SDXL 1.0 (Stability AI, 2023) — mature open default. License: CreativeML OpenRAIL++-M (commercial with use restrictions).
SD 3 / SD 3.5 (Stability AI, 2024) — mixed reception. License: Stability Community License — free below $1M annual revenue; paid Enterprise License above.
Flux.1 dev / schnell (Black Forest Labs, 2024) — the current open leader. License: Flux.1 [dev] non-commercial; Flux.1 [schnell] Apache-2.0.
Pixart-α / Pixart-Σ — alternative open model families. AGPL-3.0.
Kolors (Kuaishou) — strong Chinese-text generation. Apache-2.0.
Playground v3 — aesthetic-tuned SDXL variant. Playground v2.5 Community License (non-commercial for weights).
Juggernaut / DreamShaper / RealVis — popular SDXL fine-tunes on Civitai. Varies per author — always check the Civitai model card before commercial use.

Tools¶

ComfyUI — node-based UI, most flexible.
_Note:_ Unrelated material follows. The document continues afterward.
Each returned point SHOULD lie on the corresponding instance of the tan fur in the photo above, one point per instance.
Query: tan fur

License: GPL-3.0 — if you distribute a product based on it, you must open-source your derivative.
Automatic1111 — classic WebUI.
Fooocus / Forge / InvokeAI — alternative UIs.
Diffusers — Python library.
OneTrainer / Kohya — LoRA training.

Control / edit¶

ControlNet variants — Canny, Depth, Pose, Scribble, etc.
IP-Adapter — image-as-prompt.
InstantID / PhotoMaker — identity preservation.
LCM / Hyper-SD / Turbo / Lightning — few-step sampling.

Commercial¶

Midjourney, DALL-E, Imagen, Flux Pro, Ideogram — see above.

Graveyard¶

SD 1.5 as a default for new work — retired; use SDXL or Flux unless ecosystem-locked.
DALL-E 2 — retired by OpenAI.
Disco Diffusion / VQ-VAE-2 — historical.
Original ControlNet 1.0 weights — succeeded by 1.1 and SDXL-native variants.

Last reviewed¶

2026-04-22. Generation is second-fastest-moving page after VLM.